ANTI-SLAVERY REPORTER.

No. 72.]

DECEMBER 1, 1830.

[Vol. iii. No. 24.

The "ANTI-SLAVERY MONTHLY REPORTER" will be forwarded to any AntiSlavery Society, at the rate of four Shillings per hundred, when not exceeding half a sheet, and in proportion, when it exceeds that quantity, on application at the Society's office, No. 18, Aldermanbury. Single Copies may be had of all booksellers and newsmen, at the rate of 1d. per half-sheet of eight pages.

REPLY TO AN ATTACK ON THE ANTI-SLAVERY SOCIETY, CONTAINED IN A PAMPHLET BY THE RIGHT HONOURABLE R.WILMOT HORTON, ENTITLED, "FIRST LETTER TO THE FREEHOLDERS OF THE COUNTY OF YORK, ON NEGRO SLAVERY," &c.
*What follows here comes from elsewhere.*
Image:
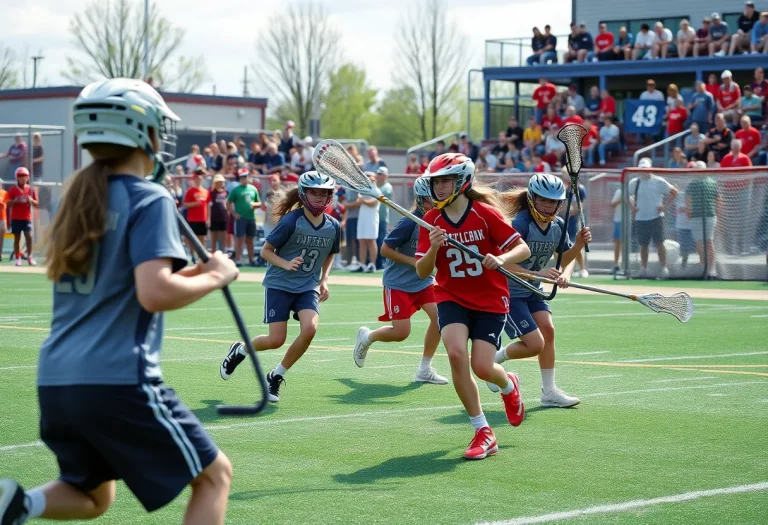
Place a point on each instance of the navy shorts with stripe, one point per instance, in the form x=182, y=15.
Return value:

A PAMPHLET has recently appeared, from the pen of the Right Hon. R. Wilmot Horton, late Under Secretary of State for the Colonies, bearing this title:-"First Letter to the Freeholders of the County of York, on Negro Slavery; being an Inquiry into the Claims of the West Indians for equitable Compensation." We are induced to notice this pamphlet, chiefly on account of the authority which may be thought to attach to it, in consequence of the official situation which its author filled so long, and which naturally gave him a ready access to the best sources of information. But for this circumstance it would hardly have called for animadversion, as it is no more than a reimpression, slightly altered to suit existing circumstances, of a former pamphlet published by him in 1826, and placed on their list by the Colonial Committee, entitled "The West India Question practically considered." The two pamphlets are marked, as we might expect, by the same characteristic peculiarities. They are employed either in laboriously proving admitted truths; or in eagerly combating mere shadows, the creation of the author's own fancy.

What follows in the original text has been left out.